Chi vive la vita del vagabondo qui non lo fa per sfortuna o agenti esterni: Gin, Miyuki e Hana sono per strada per propria scelta. Hanno costruito, e distrutto, la propria vita con le loro mani. L’orgoglio, la vergogna, il senso di colpa sono emozioni più o meno giustificate, talvolta messe davvero in ridicolo da Kon. L’altruismo e l’egoismo qui diventano maschere reciproche: i tre si aiutano l’un l’altro, aiutano la bambina e per riflesso la sua famiglia, aiutano tutti coloro in cui si imbattono, anche quando questi non meriterebbe nulla. Tutti modi diversi di aiutare se stessi, di interrompere parabole autodistruttive, anche se magari non sono capaci di farlo. Questo vale forse più per Gin e Miyuki che per Hana, che a conti fatti non ha davvero nulla di serio da scontare col suo passato. Gin e Miyuki hanno bisogno di essere perdonati dalle persone a cui hanno fatto del male, anche se non lo ammettono. Hana annuncia di voler aiutare la bambina anche per riscuotere il proprio credito con la vita, perdonando simbolicamente chi l’ha abbandonata alla nascita. Ma ciò ha anche un risvolto egoistico, caricando la piccola Kiyoko di questa responsabilità immensa che per fortuna non è in grado di comprendere. E per fortuna “Dio ama veramente molto questa bambina”, come ripete sempre Hana.

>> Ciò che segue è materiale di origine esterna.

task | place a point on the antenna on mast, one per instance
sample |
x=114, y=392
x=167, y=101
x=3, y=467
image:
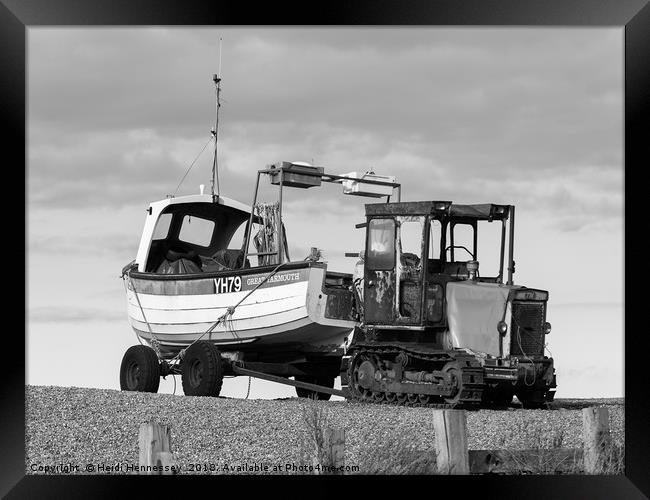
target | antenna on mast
x=215, y=167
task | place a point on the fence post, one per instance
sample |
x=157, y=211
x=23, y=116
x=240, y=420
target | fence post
x=155, y=447
x=335, y=443
x=596, y=438
x=450, y=428
x=332, y=453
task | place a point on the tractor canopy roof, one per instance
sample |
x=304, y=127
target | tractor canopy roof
x=440, y=210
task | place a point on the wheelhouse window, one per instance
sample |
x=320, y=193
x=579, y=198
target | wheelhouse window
x=161, y=230
x=381, y=244
x=196, y=231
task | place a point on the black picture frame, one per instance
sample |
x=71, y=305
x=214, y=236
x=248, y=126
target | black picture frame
x=632, y=15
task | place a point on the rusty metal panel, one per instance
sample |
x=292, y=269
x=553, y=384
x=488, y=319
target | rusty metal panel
x=379, y=297
x=339, y=305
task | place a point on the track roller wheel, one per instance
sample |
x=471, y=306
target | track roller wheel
x=453, y=368
x=140, y=370
x=202, y=370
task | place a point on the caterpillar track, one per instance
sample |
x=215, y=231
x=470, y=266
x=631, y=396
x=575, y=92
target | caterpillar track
x=465, y=391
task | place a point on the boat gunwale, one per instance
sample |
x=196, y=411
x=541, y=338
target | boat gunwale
x=141, y=275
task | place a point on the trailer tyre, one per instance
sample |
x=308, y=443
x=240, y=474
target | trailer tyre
x=306, y=393
x=202, y=370
x=140, y=370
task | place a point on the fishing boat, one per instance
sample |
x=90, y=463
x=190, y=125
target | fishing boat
x=193, y=283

E quel Dio, spesso protagonista assente negli special natalizi animati, qui viene nominato senza timore da un regista senza dubbio distante culturalmente dalle basi cristiane. La religione c’è, i personaggi pregano, anche dopo aver preso in giro chi prega, magari senza nemmeno crederci davvero ma quando una persona si trova nella fredda solitudine della strada, si aggrappa ad ogni ciocco di legno necessario per scaldarsi. E nella disperazione è facilissimo soccombere, innescando una catena di sofferenze anche per gli altri, se nulla e nessuno vi pone un freno.
Tokyo Godfathers ci vuole dire che questo freno esiste, in forme e aspetti diversi da quelli che ci aspettiamo. Ma per accettare questo aiuto spesso il sacrificio del proprio orgoglio è vitale
A dircelo in maniera così limpida è un uomo, Satoshi Kon, morto a soli 58 anni a causa di un tumore fulminante, che alla nobile arte dell’animazione ha donato ogni suo residuo di energie, e che avrebbe avuto ancora molto da insegnare: persino nella sua opera minore è riuscito a mostrarci il vero spirito di una festa tanto lontana da sé.